I have to firmly admit, I was very shocked to see the numbers coming in for the box office this week. It was a banner weekend for Syl Stallone and his group of old action heroes, as they are #1 in the weekend numbers this week.

Even when The Expendables came on tracking, it looked big. And the timing couldn't have been better what with Lionsgate getting beaten up by Carl Icahn on a daily basis, and Sylvester Stallone needing a fresh hit in his dotage. Kudos to Sly for coming up with such an irresistible concept directing and starring with today's and yesteryear's action heroes like Jason Statham, Jet Li, Randy Couture, Mickey Rourke, Dolph Lundgren, Steve Austin, Terry Crews, and even Bruce Willis and Arnold Schwarzenegger (for nanoseconds in cameos). "Are The Expendables wearing Dependables?" one rival studio exec snarked in an email to me.
The star power was just too hard to resist.

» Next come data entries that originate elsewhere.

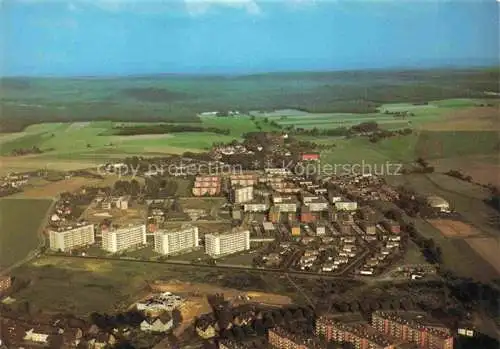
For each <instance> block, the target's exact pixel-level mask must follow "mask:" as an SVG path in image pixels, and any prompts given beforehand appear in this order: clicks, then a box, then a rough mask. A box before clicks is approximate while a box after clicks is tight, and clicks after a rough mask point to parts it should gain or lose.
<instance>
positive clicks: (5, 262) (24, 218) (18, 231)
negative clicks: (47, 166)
mask: <svg viewBox="0 0 500 349" xmlns="http://www.w3.org/2000/svg"><path fill="white" fill-rule="evenodd" d="M51 203H52V201H51V200H44V199H1V200H0V212H1V215H0V267H8V266H10V265H12V264H14V263H16V262H18V261H20V260H22V259H23V258H25V257H27V256H28V254H29V253H30V251H32V250H34V249H36V248H37V247H38V245H39V243H40V237H39V235H38V233H39V231H40V229H41V228H42V227H43V224H44V223H45V220H44V219H45V217H46V214H47V212H48V210H49V207H50V206H51ZM27 218H28V219H27Z"/></svg>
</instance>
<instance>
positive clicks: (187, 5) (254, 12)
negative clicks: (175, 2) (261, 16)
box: [184, 0, 261, 16]
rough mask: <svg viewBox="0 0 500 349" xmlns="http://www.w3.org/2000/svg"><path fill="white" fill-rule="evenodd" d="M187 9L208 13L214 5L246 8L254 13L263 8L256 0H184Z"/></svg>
mask: <svg viewBox="0 0 500 349" xmlns="http://www.w3.org/2000/svg"><path fill="white" fill-rule="evenodd" d="M184 3H185V5H186V9H187V11H188V12H189V13H190V14H191V15H193V16H197V15H201V14H204V13H206V12H207V11H208V10H209V9H210V8H213V7H232V8H238V9H242V10H245V11H246V12H247V13H249V14H252V15H258V14H260V13H261V9H260V7H259V5H258V4H257V2H256V1H254V0H184Z"/></svg>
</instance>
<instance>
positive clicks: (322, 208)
mask: <svg viewBox="0 0 500 349" xmlns="http://www.w3.org/2000/svg"><path fill="white" fill-rule="evenodd" d="M304 205H306V206H307V207H309V210H310V211H311V212H319V211H327V210H328V202H325V201H311V202H307V203H305V204H304Z"/></svg>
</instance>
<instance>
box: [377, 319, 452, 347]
mask: <svg viewBox="0 0 500 349" xmlns="http://www.w3.org/2000/svg"><path fill="white" fill-rule="evenodd" d="M372 325H373V327H374V328H376V329H377V330H378V331H380V332H382V333H385V334H388V335H391V336H393V337H396V338H400V339H402V340H405V341H408V342H413V343H415V344H417V345H418V346H419V347H420V348H426V349H452V348H453V335H452V333H451V331H450V330H449V329H448V328H446V327H445V326H444V325H442V324H441V323H438V322H437V321H436V320H434V319H432V318H430V317H429V316H428V315H427V314H426V313H422V312H400V311H377V312H375V313H373V314H372Z"/></svg>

But clearly the biggest shock of the week is how bad the numbers were for the much hyped "Scott Pilgrim vs The World."

A 5th place showing behind holds overs "The Other Guys" and "Inception", as well as the crappy "Eat, Pray, and Love", which somehow finished in the runner up.

Despite its quality reviews and how it is still the top trending topic on Twitter as of this post, it couldn't move anything more than $10 million:
This odd but innovative movie based on a comic book is yet another greenlight from the fired Mark Shmuger at Universal. He's the gift that keeps on giving the studio expensive underperformers. Yet the current regime embraced Scott Pilgrim vs The World as a counterprogramming maneuver this weekend even though they knew auteur filmmaker Edgar Wright's $60M budget (even with location credits) envelope pusher wouldn't open or earn out. But that's only because it got great reviews (which younger moviegoers rarely read) and an "A-" CinemaScore. The audience was 64% male/36% female, and 58% under 25 yrs of age/42% 25 yrs and older. Uni tried to hype the genre-bending pic as too cool for the room and claim it didn't know if Scott Pilgrim would make $5M or $15M this weekend. But the pic will do exactly what Uni execs predicted to me it would: a pittance. "Regardless of the perceived outcome, we are proud of this film. Studios need to continue to offer audiences good and original ideas/films," Uni said today. "We do wish a greater number of people went to see the film."
What a surprise and what a shame.

That's the main numbers review for the Cinema this week.